I have a fear of commitment.
I love the freedom and spontaneity of no commitments. I thrive in being able to pick up and go as the mood strikes. Give me 20 minutes, and I’m ready to go.
If I commit to nothing, I can do anything.
That’s why I’ve never bought in to a Community Supported Agriculture (CSA) program. While I love the idea of a weekly injection of farm-fresh fruits and veggies, we spend most of the summer on the road. We camp. We take day trips. We take extended camping trips for days. Last summer, between family vacation and work-related travel, I was home for six non-consecutive days over a 30-day period.
CSA won’t really work in this house.
Enter Fredericton-based Real Food Connections. Order your veggie box weekly. And, as of last week, they deliver to Moncton. It’s a perfect way for those of us who fear long-term commitments but want to eat fresh, local food. The uncertainty of not knowing exactly what will turn up in the box totally feeds my love of surprises.
As I was savouring the idea of RFC starting delivery to Moncton, I realized I would finally be able to have some Local Valley Beef of my own to cook. Owned by CJ and Jennie MacLeod, the cattle are raised near Centreville, N.B.
CJ was mentored by an old friend of my husband’s and we all mourned when Bill died last year. CJ’s high school principal was the best man at my parent’s wedding. One of my farm writer colleagues is a former classmate of his and another farm writer colleague knows CJ from a previous job. There are probably more connections waiting to be discovered.
Farmers — and other businesses — hear all of the time about the need to make connections. You know: tell your story and let the world know more about farming.
I completely agree with the need to tell your stories. You have awesome stories to tell and customers indeed want to know where their food comes from. Luckily, tools like Twitter, Facebook, Instagram and blogs help your story-telling a bit easier to facilitate (especially after you learn how to use them effectively!).

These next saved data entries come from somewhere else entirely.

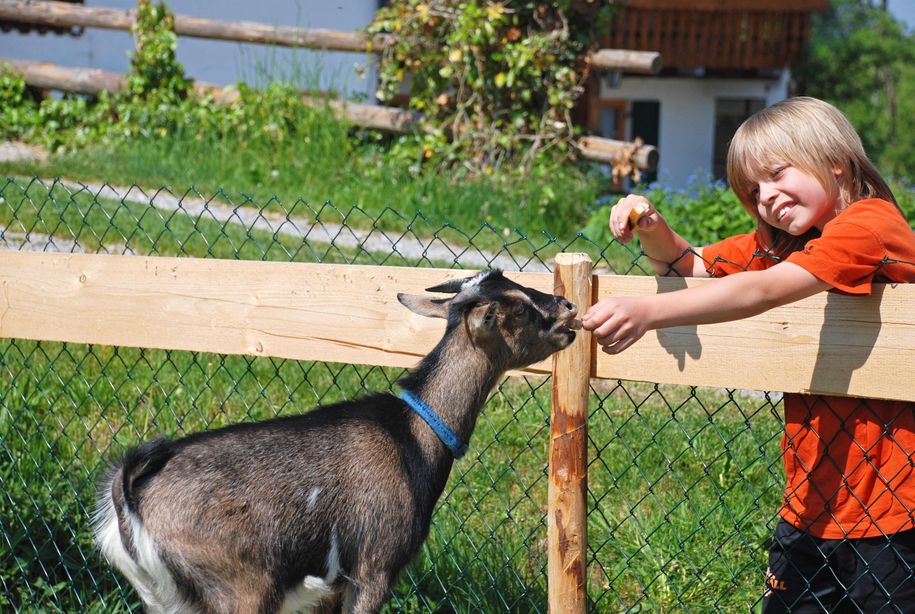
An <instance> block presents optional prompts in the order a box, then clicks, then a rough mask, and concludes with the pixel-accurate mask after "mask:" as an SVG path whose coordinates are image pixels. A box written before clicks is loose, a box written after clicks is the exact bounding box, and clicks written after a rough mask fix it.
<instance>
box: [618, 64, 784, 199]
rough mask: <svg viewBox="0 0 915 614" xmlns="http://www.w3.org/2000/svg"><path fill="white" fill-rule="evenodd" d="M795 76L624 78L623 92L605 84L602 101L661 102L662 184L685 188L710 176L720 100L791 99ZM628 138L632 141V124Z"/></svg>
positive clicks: (658, 151)
mask: <svg viewBox="0 0 915 614" xmlns="http://www.w3.org/2000/svg"><path fill="white" fill-rule="evenodd" d="M788 81H789V71H788V70H784V71H781V74H780V75H779V76H778V77H777V78H773V79H771V80H768V79H707V78H686V77H684V78H666V77H664V78H662V77H632V76H628V75H627V76H624V77H623V80H622V82H621V84H620V86H619V87H616V88H607V87H606V85H605V84H602V85H601V98H616V99H623V100H628V101H634V100H657V101H659V102H660V105H661V107H660V119H659V123H660V126H659V129H658V141H659V143H658V154H659V164H658V181H659V182H660V183H661V184H662V185H665V186H669V187H673V188H679V187H683V186H684V185H686V183H687V181H688V179H689V178H690V176H691V175H696V174H697V173H706V174H710V173H711V169H712V157H713V150H714V137H715V100H716V99H718V98H761V99H764V100H765V101H766V105H770V104H773V103H775V102H778V101H779V100H783V99H784V98H786V97H787V96H788ZM626 129H627V131H629V132H628V133H627V134H626V138H627V139H632V138H633V136H634V135H633V134H631V131H632V127H631V123H629V122H627V128H626Z"/></svg>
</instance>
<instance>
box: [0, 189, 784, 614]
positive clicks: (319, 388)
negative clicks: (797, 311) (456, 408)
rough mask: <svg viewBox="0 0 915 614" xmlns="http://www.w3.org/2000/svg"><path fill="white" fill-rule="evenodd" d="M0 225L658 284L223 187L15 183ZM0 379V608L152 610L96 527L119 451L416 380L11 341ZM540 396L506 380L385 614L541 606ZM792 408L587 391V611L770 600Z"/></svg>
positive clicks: (723, 606) (527, 383)
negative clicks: (151, 609)
mask: <svg viewBox="0 0 915 614" xmlns="http://www.w3.org/2000/svg"><path fill="white" fill-rule="evenodd" d="M0 219H2V222H0V249H5V250H37V251H52V250H53V251H62V252H87V253H99V254H144V255H162V256H193V257H214V258H236V259H253V260H274V261H283V262H325V263H341V264H350V263H358V264H384V265H396V266H409V267H451V268H481V267H485V266H495V267H499V268H503V269H505V270H520V271H541V270H549V269H550V263H551V261H552V257H553V256H554V255H555V254H556V253H558V252H562V251H567V252H569V251H571V252H587V253H588V254H589V255H590V256H591V258H592V261H593V262H594V265H595V270H596V272H598V273H599V272H601V271H604V272H612V273H620V274H630V273H631V274H648V272H649V271H650V268H649V267H648V265H647V263H646V262H644V261H643V260H642V257H641V255H640V253H639V252H638V251H637V250H633V249H632V248H630V247H627V246H623V245H619V244H614V243H611V244H610V245H598V244H596V243H595V242H593V241H591V240H589V239H588V238H587V237H585V236H582V235H580V234H579V235H576V236H574V237H565V238H561V237H555V236H552V235H550V234H549V233H547V232H541V233H538V234H525V233H524V232H522V231H520V230H515V231H514V232H513V233H511V234H510V235H509V236H506V235H505V234H504V233H503V232H502V231H501V230H500V229H496V228H494V227H492V226H490V225H488V224H483V225H481V226H480V227H479V228H476V229H460V228H456V227H454V226H451V225H449V224H440V223H437V222H436V221H434V220H430V219H428V218H426V217H424V216H423V215H422V214H420V213H415V214H411V215H405V214H404V213H403V212H398V211H396V210H394V209H388V210H385V211H384V212H382V213H381V214H380V215H378V216H374V217H373V216H369V215H367V214H366V213H365V212H364V211H362V210H360V209H359V208H358V207H353V208H350V209H345V210H344V209H340V208H338V207H335V206H334V205H333V204H331V203H324V204H322V205H319V206H314V205H311V204H309V203H306V202H302V201H299V202H295V203H283V202H279V201H277V200H271V201H269V202H265V203H258V202H254V201H252V200H250V199H242V200H241V201H235V202H233V200H232V199H231V198H230V197H229V195H227V194H225V193H221V192H219V193H216V194H212V195H204V194H200V193H197V192H195V191H193V190H189V191H187V192H183V193H173V192H170V191H167V190H160V191H158V192H155V193H149V192H145V191H143V190H142V189H140V188H138V187H136V186H134V187H131V188H129V189H125V188H114V187H112V186H108V185H86V184H74V183H69V182H62V181H43V180H39V179H32V180H28V179H11V178H7V179H5V180H3V182H2V183H0ZM0 257H2V254H0ZM138 324H140V323H138ZM0 365H2V368H0V493H2V494H0V532H2V539H0V588H2V591H0V610H2V611H11V612H53V611H60V612H74V611H79V612H121V611H139V609H140V606H139V602H138V600H137V598H136V595H135V594H134V593H133V591H132V589H131V588H130V587H129V585H127V583H126V582H125V581H124V580H123V579H122V578H120V577H119V576H118V575H117V574H116V573H114V572H113V571H112V570H111V569H110V568H109V567H108V566H107V565H106V564H105V563H104V562H103V561H102V559H101V557H100V556H99V555H98V553H97V552H96V551H95V550H94V548H93V546H92V543H91V533H90V516H91V512H92V508H93V505H94V501H93V500H94V488H95V487H94V484H95V480H96V479H97V478H98V476H99V475H100V474H101V472H102V471H103V470H104V468H105V464H106V461H107V459H110V458H113V457H117V456H118V455H119V454H121V453H123V452H124V450H126V448H127V447H128V446H130V445H133V444H135V443H137V442H139V441H141V440H145V439H148V438H151V437H153V436H156V435H159V434H162V435H166V436H179V435H182V434H185V433H188V432H193V431H197V430H200V429H205V428H214V427H218V426H221V425H224V424H227V423H231V422H236V421H244V420H255V419H263V418H268V417H272V416H275V415H278V414H289V413H295V412H301V411H304V410H307V409H309V408H311V407H313V406H315V405H320V404H327V403H331V402H335V401H338V400H342V399H345V398H352V397H354V396H357V395H360V394H363V393H366V392H370V391H372V392H374V391H383V390H390V389H392V388H393V384H394V382H395V381H396V379H397V378H398V377H399V376H400V375H402V373H403V371H402V370H398V369H389V368H380V367H365V366H353V365H347V364H339V363H334V362H300V361H292V360H279V359H272V358H254V357H248V356H222V355H213V354H205V353H195V352H178V351H163V350H149V349H135V348H117V347H107V346H87V345H78V344H68V343H52V342H33V341H23V340H13V339H4V340H0ZM549 403H550V382H549V378H540V377H534V376H530V377H520V378H511V379H506V380H505V381H504V382H502V383H501V385H500V386H499V387H498V389H497V390H496V391H495V393H494V394H493V397H492V399H491V400H490V401H489V402H488V404H487V406H486V408H484V411H483V414H482V416H481V418H480V420H479V422H478V425H477V429H476V431H475V434H474V436H473V439H472V441H471V452H470V453H469V454H468V456H467V457H465V458H464V459H463V460H462V461H460V462H458V463H457V464H456V466H455V469H454V471H453V473H452V475H451V478H450V481H449V483H448V486H447V488H446V491H445V494H444V496H443V498H442V500H441V501H440V503H439V505H438V507H437V509H436V512H435V516H434V519H433V526H432V529H431V531H430V535H429V538H428V540H427V542H426V544H425V545H424V547H423V549H422V551H421V554H420V556H419V558H418V559H417V560H416V561H415V562H414V563H413V564H412V565H411V566H410V567H409V568H408V570H407V572H406V573H405V574H404V575H403V577H402V578H401V580H400V582H399V584H398V585H397V587H396V589H395V591H394V596H393V598H392V600H391V602H390V603H389V605H388V609H389V610H390V611H398V612H400V611H403V612H429V611H433V612H504V611H511V612H543V611H545V610H546V564H547V563H546V492H547V484H548V478H547V474H546V466H547V449H548V444H549V442H548V434H549ZM780 416H781V396H780V395H779V394H773V393H758V392H748V391H740V390H729V389H710V388H698V387H684V386H665V385H655V384H649V383H640V382H631V381H598V380H594V381H593V382H592V391H591V395H590V423H589V433H590V434H589V437H590V442H589V451H588V454H589V463H590V472H589V476H588V482H589V500H588V505H589V552H588V570H589V577H588V591H589V600H590V602H591V603H590V605H591V609H592V611H599V612H615V611H633V612H634V611H653V612H654V611H657V612H667V611H691V612H707V611H717V610H724V611H746V610H750V609H753V608H755V607H757V606H758V604H759V601H760V599H761V595H762V590H763V587H764V582H765V573H766V553H767V549H768V546H769V541H770V535H771V533H772V530H773V528H774V526H775V524H776V522H777V515H776V512H777V509H778V506H779V503H780V501H781V496H782V488H783V483H784V477H783V475H782V469H781V451H780V447H779V440H780V437H781V433H782V431H783V425H782V422H781V417H780Z"/></svg>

But don’t feel like you need to stop at social media for telling your story. There are other ways to make connections; real-world moments that are just as, if not more, valuable.
Going to church, participating in your kids’ sports activities, joining the local chamber of commerce or a service group… these are ways to create a solid network of non-farming people around you.
By telling the story of Canadian agriculture within your broader community, you draw non-farmers into your community circle. The overlapping communities create an environment of mutual support and respect.
It was a collection of serendipitous circumstances that will result in me enjoying some nice barbecues this summer while I travel. And while Community Supported Agriculture vegetable boxes aren’t something that fits with my life right now, certainly supporting my community of agriculture is.